Maybe do -180/180 separately from 0/360 and patch in the 180 result from the 0/360 where 180 is in the middle.

As for ±60, can you get data for ±61 and then only keep results for up to ±60?, i.e., never use the edge cell results.

Its not really an issue of grdfilter. This is an outcome of what I’m actually wanting to obtain.

I have 1/4 degree cells with counts inside of them (number of observations).
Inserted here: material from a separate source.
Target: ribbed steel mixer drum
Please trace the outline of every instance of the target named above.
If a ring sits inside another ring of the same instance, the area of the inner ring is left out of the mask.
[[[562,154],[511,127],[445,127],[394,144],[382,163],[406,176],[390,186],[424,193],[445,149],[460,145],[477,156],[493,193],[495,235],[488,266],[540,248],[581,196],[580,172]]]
What I’m after is a count of the 3x3 set of cells, centered at 1/4 degrees.

grdfilter, with -Ff and a 3x3 set of 1 valued cells, gives the mean count across the cells.

Inside the grid (i.e., not along an edge), recovery of the actual count is obtained by scaling the mean count by 9. Along the edges the scale factor is 6. In the corners the scale factor is 4. Its not really an issue of bleed-over; its more of an issue of how many neighboring cells were actually used when grdfilter computed the mean (for each cell).

This isn’t a task being done on a regular basis, but, in my case, grdfilter was helpful for checking counts (within cells) that had been created, externally, for a gridded product. Until I looked closely and discovered that edge cells were not in agreement between grdfilter and my external computation. The number of cells being used to compute the count mean is important, when trying to get back to sums of counts.